Brilliant! Another chance to strap on my handlebar moustache and jump out of a Lancaster over Normandy to do battle in the bocage.
Or not. Evidently Infinity Ward has finally decided to let World War II go with its latest squad-based FPS. Call of Duty 4 is set in the present day, and ticks all the usual soldier simulation plot boxes. Embittered ex-communists, bad guys in balaclavas and nuclear weapons are all present and correct, and it’s up to you to save the Earth.
The action zips all over the world, with you taking control of, among others, a US recon marine and a British SAS Sergeant called Soap. The game starts in typically bombastic Call of Duty fashion, with a night time assault on an Estonian cargo vessel. You quickly realise how much darker Call of Duty 4 is than the previous three games, as your men gun down the crew and execute enemy soldiers in their sleep. This sets the tone for the rest of the game; war in the modern world isn’t cut into good and evil, and some of the game’s twists are genuinely shocking. The developers certainly haven’t shied away from experimenting with the FPS genre.
The game looks fantastic, with the best explosion and smoke effects of any game yet.
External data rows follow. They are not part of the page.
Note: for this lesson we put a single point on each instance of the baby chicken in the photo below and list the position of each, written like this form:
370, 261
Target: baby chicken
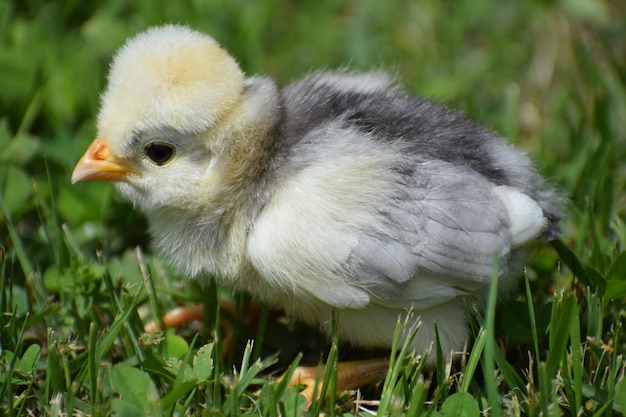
339, 193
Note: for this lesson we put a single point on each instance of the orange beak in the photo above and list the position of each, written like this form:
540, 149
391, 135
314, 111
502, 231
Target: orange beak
98, 163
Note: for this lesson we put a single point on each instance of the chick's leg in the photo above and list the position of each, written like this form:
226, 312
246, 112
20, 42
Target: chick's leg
350, 375
184, 315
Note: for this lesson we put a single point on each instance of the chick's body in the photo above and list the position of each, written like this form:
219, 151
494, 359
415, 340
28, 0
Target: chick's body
337, 193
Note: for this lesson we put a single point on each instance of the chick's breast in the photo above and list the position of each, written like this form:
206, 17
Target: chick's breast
386, 203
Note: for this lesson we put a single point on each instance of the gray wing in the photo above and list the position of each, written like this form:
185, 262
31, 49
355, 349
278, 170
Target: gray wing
437, 239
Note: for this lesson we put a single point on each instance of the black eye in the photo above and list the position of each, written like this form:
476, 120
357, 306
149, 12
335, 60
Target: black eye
159, 153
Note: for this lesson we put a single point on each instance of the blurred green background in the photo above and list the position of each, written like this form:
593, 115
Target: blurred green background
550, 75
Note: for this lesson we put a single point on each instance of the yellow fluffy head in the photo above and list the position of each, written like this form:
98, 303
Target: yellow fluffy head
169, 76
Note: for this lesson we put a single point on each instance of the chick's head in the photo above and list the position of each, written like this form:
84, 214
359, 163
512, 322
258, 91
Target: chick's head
170, 90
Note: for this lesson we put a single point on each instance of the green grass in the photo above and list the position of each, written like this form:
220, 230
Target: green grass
549, 75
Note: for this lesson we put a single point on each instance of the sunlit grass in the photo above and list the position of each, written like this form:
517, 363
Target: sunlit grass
75, 262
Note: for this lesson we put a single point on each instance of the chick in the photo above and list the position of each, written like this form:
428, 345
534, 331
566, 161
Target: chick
339, 193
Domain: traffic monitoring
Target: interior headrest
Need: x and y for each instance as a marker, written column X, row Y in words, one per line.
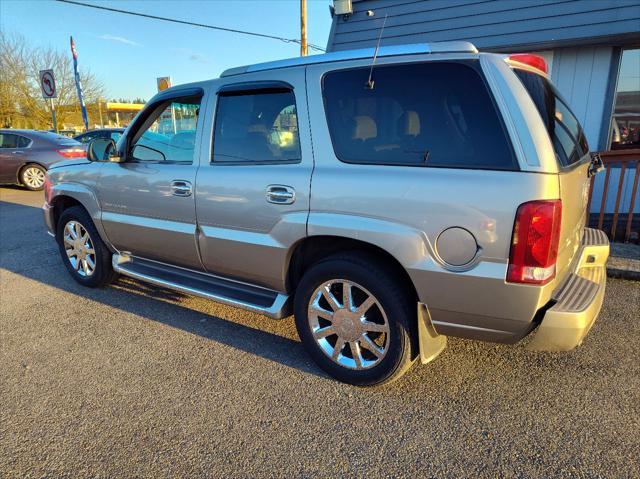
column 364, row 128
column 409, row 123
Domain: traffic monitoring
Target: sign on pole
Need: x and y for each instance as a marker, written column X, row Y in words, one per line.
column 164, row 83
column 83, row 108
column 49, row 91
column 48, row 84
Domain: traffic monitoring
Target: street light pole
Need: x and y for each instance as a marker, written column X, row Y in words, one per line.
column 303, row 28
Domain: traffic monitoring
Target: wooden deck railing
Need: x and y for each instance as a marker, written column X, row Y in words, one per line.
column 628, row 163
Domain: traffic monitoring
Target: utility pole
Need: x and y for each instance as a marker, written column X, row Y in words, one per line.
column 303, row 28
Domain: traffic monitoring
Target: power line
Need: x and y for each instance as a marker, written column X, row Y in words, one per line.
column 193, row 24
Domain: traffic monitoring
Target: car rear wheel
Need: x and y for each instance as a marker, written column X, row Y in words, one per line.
column 355, row 320
column 32, row 177
column 83, row 252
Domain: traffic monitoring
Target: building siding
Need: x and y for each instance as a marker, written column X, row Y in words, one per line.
column 490, row 24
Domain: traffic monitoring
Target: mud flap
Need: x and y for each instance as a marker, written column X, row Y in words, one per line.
column 431, row 343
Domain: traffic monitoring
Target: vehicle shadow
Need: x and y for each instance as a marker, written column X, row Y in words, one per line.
column 22, row 254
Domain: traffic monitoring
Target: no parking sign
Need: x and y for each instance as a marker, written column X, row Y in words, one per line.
column 48, row 84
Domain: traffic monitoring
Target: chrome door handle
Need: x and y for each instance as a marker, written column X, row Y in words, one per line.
column 181, row 188
column 280, row 194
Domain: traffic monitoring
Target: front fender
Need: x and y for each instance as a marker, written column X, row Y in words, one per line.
column 84, row 195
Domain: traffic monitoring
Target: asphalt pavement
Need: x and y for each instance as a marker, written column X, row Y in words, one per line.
column 136, row 381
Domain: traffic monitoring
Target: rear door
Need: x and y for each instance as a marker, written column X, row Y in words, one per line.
column 252, row 194
column 148, row 205
column 572, row 154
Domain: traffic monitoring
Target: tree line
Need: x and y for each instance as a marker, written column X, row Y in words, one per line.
column 21, row 102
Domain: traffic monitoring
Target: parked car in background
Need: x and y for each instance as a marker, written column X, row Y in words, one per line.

The character models are wonderfully detailed and some of the animations have to be seen to be believed, especially when the SAS are crawling through tall grass or climbing in and out of windows. The gameplay can be as frantic as we’ve come to expect from Call of Duty games, but there’s definitely more variety in the latest instalment. Stealth is vital in some of the SAS missions, and some missions ratchet up the tension to an unbearable degree as you hide in long grass with enemy soldiers stepping over you. You’ll often find yourself heavily outnumbered and reliant on air support, and calling in a chopper to do the dirty work is immensely satisfying.
The single-player campaign is beautiful, immersive and completely compelling, but it is short. Experienced gamers will get through it in fewer than seven hours, but it’s such fun it’s worth playing again. As with Call of Duty 3, the game’s multiplayer is stunning. The usual deathmatch and team deathmatch modes are there, and there are also objective-led modes where you have to hold control points. Kill streaks are rewarded with bonuses to make your life easier, such as recon sweeps or air strikes, and the game even has an RPG element. As you play you gain experience, which leads to higher ranks. As your rank increases different character classes are unlocked, each with its own particular traits. It gives you something to wok towards, and adds a sense of achievement to playing beyond a simple Gamerscore figure.
Whether Call of Duty 4 is worth the money depends on whether you intend to take advantage of the multiplayer mode. The single-player campaign is beautiful but really too short to be worth £40. Put the single and multiplayer games together, though, and Call of Duty 4 is unbeatable.